Tuesday, August 30, 2016

Tree trials


Experiments with ways to create the teasel trees continue. The last time I made a batch of trees I had problems with finding a good strong adhesive to keep the flock stuck to the teasel. Spray adhesive was used, PVA was painted on, the things were even dunked in household latex paint, all to variable results. Mulling over the problem I decided to try expanding foam.
This stuff is for interior decorating and is used to fill cracks and gaps. Squirted into the crevice or cavity it expands to fill it within a few minutes. It is extremely sticky, sets quickly and reasonably hard. Note: Water kills the chemical reaction that causes the expansion, so keep the area dry when using this. I had bought a can to fill some gaps in our attic insulation, and tried it out on a teasel.

Squirting the stuff in lines up and down the teasel, I immediately rolled it on a flat dry surface until the spikes were entirely covered then rolled it again through dried tealeaves for the foliage. It was then left to one side to set. The results are not bad.


The foam filled the spaces between the spikes and hardened, rendering them less prickly. Once they're based and given a dose of yellow and red spray paint they'll look a treat.

Another experiment I'm trying is with the Woodland Scenics colored foam. I bought a pack of their Early Fall product years ago with this kind of project in mind. It survived years in storage and a house-move and I'm only now using it.


A note: If using teasels, bang the things repeatedly on a flat surface covered with newspaper or into an old Styrofoam tray like I did to get the seeds out. Do this for a few minutes, turning the teasel all the times. Do you think you have all the seeds out? Yes? Wrong. Do it again for another few minutes. Now do you think all the seeds are out? Yes? Wrong. Do it again. Okay, now the teasel's probably empty. Yes, there are that many seeds in the average thistle head.

If this stage is skipped, the seeds can germinate, resulting in odd, pale tendrils appearing out of your pristine model tree.

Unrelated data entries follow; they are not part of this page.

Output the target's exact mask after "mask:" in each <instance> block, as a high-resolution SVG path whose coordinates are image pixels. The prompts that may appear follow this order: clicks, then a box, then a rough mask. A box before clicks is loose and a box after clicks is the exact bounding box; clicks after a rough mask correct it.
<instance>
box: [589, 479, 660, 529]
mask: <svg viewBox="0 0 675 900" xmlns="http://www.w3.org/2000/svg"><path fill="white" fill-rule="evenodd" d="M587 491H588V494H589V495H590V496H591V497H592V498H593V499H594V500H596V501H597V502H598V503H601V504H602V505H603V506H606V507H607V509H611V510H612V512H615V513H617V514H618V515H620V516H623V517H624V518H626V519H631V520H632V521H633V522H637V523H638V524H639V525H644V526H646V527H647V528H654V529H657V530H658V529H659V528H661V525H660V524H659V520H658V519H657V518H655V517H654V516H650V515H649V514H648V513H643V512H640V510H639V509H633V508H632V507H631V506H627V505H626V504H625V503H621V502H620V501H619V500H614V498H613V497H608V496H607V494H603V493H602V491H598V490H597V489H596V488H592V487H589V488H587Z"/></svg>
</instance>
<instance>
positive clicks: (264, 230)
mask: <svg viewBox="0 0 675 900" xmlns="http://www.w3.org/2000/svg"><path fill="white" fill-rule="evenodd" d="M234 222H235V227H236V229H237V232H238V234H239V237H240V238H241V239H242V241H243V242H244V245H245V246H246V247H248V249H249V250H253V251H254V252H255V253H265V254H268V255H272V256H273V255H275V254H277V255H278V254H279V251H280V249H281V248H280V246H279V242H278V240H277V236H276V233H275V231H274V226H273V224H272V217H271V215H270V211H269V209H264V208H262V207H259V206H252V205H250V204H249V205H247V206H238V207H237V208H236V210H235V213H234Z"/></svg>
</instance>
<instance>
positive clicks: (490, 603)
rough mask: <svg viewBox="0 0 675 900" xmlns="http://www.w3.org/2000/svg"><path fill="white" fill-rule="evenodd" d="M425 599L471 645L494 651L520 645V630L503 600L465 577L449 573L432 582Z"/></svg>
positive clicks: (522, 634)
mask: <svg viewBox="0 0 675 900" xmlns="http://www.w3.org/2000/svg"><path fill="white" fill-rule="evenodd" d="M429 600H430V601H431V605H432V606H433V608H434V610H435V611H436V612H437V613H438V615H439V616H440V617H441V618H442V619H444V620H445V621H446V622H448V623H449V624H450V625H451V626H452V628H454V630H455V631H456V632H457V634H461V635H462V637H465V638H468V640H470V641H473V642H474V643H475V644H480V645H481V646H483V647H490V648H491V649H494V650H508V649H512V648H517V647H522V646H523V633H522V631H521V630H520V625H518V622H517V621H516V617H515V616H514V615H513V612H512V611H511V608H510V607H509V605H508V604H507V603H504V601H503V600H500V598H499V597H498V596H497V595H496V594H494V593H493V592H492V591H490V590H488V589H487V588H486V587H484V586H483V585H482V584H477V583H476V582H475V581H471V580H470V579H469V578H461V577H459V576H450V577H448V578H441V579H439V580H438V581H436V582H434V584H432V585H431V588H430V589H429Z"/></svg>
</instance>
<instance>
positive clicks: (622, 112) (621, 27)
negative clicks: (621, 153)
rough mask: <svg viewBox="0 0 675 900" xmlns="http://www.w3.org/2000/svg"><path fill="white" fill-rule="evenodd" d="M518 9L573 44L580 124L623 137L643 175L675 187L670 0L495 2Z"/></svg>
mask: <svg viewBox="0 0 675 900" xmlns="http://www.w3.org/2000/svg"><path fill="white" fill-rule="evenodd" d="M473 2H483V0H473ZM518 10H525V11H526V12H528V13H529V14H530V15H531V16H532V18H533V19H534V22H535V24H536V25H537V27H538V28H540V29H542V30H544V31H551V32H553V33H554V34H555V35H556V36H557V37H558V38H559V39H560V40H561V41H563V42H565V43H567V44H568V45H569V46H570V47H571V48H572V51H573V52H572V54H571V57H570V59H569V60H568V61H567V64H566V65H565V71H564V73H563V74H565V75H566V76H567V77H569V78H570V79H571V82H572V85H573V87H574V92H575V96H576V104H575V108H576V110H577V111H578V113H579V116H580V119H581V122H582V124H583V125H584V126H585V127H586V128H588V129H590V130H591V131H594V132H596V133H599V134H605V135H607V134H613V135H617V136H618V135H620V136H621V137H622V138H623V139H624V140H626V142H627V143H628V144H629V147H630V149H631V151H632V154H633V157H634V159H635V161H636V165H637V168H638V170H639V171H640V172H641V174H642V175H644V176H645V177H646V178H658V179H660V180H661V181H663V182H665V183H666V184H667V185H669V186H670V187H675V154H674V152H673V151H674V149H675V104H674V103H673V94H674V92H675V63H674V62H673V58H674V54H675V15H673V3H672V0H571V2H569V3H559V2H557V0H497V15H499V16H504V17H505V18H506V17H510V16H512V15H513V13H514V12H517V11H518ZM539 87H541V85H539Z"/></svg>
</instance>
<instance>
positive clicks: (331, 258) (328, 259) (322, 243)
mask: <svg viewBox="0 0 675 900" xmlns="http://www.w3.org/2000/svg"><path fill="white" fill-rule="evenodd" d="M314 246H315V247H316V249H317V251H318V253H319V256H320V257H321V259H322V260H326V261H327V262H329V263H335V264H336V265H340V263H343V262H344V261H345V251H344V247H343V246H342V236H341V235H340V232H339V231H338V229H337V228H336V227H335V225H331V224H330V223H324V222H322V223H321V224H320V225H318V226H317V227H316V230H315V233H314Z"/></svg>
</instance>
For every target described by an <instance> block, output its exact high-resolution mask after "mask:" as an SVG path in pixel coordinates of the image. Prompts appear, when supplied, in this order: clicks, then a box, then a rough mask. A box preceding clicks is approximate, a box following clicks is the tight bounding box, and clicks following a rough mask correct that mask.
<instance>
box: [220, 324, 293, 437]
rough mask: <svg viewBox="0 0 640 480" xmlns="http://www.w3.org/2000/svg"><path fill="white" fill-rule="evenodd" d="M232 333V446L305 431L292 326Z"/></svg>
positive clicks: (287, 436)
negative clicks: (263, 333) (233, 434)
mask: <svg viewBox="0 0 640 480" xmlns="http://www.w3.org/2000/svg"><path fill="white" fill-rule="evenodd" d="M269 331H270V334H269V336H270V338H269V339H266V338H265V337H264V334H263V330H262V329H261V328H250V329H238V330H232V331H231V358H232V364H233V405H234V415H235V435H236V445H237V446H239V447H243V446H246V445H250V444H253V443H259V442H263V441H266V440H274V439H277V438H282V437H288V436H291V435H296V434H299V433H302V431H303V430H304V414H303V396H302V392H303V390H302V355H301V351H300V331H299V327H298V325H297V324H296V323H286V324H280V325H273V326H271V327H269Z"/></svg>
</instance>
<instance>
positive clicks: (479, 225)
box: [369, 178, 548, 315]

This kind of thing might work well for games with a horror theme, but I'm not doing those...

The foam comes in a sheet form, is rather crumbly, but works when wrapped around a teasel. I applied PVA glue to the ends of the spikes and this should hold it all on without trouble.


The result looks... rather blah to be honest, but I think a judicious touch of a craft knife and red and yellow ink in places will spruce it up (pun not intended). More on the project later.

2 comments:

Michael Awdry said...

Mixed in with all the trees these will certainly add some variation.

A J said...

I think so, Michael. It'll give a table top wood a more natural look. At the moment the expanding foam method is giving the best result.